Davacılar vekili dava dilekçesinde; Halkkent Projesi kapsamında davacıların üye oldukları kooperatifçe, proje kapsamında inşaatlar yapılarak 1999 yılında hak sahiplerine daireler teslim edildiğini ancak tapularının verilmediğini, belediye ile kooperatif arasında anlaşmazlık çıkması üzerine davalı yanca vefa hakkı kullanılarak taşınmaz tapularının iptali ile belediye adına tesciline karar verildiğini, 2000 yılında inşaatların bittiğini, müvekkilleri tarafından kooperatife ödemeler yapıldığını ve kooperatif tarafından tapuları almaya hak kazandıklarına ilişkin yazılar verildiğini, davacıların üyesi bulundukları S.S. Yeni Adana Kırmızı Kent Konut Yapı Kooperatifi'nin tüm aktifi ve pasifi ile birlikte tasfiyesiz olarak davalıya devredildiğini belirterek davalı adına olan tapu kaydının iptali ile davalının devralmış olduğu ve davacıların üyesi bulundukları kooperatif kayıtlarında görünen ve davacılara teslim edilen taşınmazların tapu kaydının davacılar adına tescilini talep etmiştir.

II. CEVAP

Davalı vekili, davanın usulden ve esastan reddini savunmuştur.

III. MAHKEME KARARI

Mahkemenin 19/07/2016 tarihli ve 2015/395 Esas, 2016/423 Karar sayılı kararı ile alınan bilirkişi raporu gereğince, davacıların vefa hakkına ilişkin iptal edilen gayrimenkullerin tapu kayıtlarını bildirdiğine ilişkin dosyada herhangi bir bilgi, belge kayıt bulunamadığı, tapu kayıtlarında 01.03.1989 tarih ve 1544 yevmiye no ile 10 yıl müddetle vefa haklarının konulduğunun anlaşıldığı buna göre tapu iptali ve tescil talep etme koşulları davacılar lehine gerçekleşmediği gerekçesiyle davanın reddine karar verilmiştir.

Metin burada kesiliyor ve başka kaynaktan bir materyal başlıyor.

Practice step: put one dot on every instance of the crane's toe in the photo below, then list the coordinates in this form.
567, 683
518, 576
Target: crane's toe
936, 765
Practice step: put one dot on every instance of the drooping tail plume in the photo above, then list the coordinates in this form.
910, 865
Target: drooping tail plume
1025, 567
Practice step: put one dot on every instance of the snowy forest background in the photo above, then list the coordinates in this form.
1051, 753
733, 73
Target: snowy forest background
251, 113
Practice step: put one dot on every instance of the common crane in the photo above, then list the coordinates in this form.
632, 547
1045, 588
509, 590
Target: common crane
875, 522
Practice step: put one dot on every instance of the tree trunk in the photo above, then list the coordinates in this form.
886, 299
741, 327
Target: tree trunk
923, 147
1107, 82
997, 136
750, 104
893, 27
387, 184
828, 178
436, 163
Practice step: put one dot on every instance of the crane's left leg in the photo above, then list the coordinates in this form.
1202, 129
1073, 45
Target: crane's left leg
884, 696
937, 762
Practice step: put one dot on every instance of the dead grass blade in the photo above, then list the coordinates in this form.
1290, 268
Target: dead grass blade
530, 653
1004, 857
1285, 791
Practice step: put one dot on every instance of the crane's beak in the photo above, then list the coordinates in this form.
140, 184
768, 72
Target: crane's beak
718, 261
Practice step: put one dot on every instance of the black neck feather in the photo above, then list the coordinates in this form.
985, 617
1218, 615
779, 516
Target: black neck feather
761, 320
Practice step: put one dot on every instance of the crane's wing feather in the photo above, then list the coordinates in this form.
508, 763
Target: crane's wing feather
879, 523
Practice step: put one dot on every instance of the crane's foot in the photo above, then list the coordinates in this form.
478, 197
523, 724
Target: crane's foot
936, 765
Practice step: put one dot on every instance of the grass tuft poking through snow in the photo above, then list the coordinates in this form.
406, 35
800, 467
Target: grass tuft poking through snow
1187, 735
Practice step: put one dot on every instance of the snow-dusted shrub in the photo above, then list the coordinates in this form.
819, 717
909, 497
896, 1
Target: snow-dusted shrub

IV. BOZMA VE BOZMADAN SONRAKİ YARGILAMA SÜRECİ

A. Bozma Kararı

1. Mahkemenin yukarıda belirtilen kararına karşı süresi içinde bir kısım davacılar vekili temyiz isteminde bulunmuştur.

2. Yargıtay (6). Hukuk Dairesinin 10.02.2022 tarihli ve 2021/6161 Esas, 2022/729 Karar sayılı kararıyla davacıların sunduğu kat irtifak tapu senedi örnekleri, davalıya devrolunan kooperatif ve/veya yüklenici şirketçe verildiği iddiasıyla örnekleri sunulan adi yazılı belgeler ve borcu yoktur belgeleri, taşınmaz satış vaadi sözleşmeleri, SS Yeni Adana Kırmızıkent Konut Yapı Kooperatifine ait üye kayıt defteri, davacıların talep ettiği bağımsız bölümlerin açıkça belirtilmesi suretiyle dosyaya celbi gereken tüm tapu kayıtlarının geldi, gittileri ile birlikte tedavüllü örneği, tahsilat makbuzu ve senetler, dava konusu taşınmazları kapsayan protokol, devir ve diğer belediye kayıtları, davacıların ödediklerini iddia ettikleri emlak vergisi ödemelerine dair belediye kayıtları, devrolunan kooperatif kayıtları ve ticaret sicil kayıtları birlikte taraflarca gösterilen ve celbi istenen tüm deliller birlikte değerlendirilerek, gerektiğinde mahallinde keşif ile kooperatifler konusunda uzman ve hesap uzmanı bilirkişilerden oluşan bilirkişi incelemesi de yaptırılarak, davacıların kooperatif üyesi olarak kooperatife karşı edimlerini yerine getirip getirmediklerinin tespiti, davalı tarafça bakiye alacak kaldığı ve bir kısım davacıların hak sahibi olmadığı savunması da gözetilerek yapılacak araştırma ve sonucuna uygun karar verilmesi hususunda hükmün temyiz eden davacılar yararına bozulmasına karar verilmiştir.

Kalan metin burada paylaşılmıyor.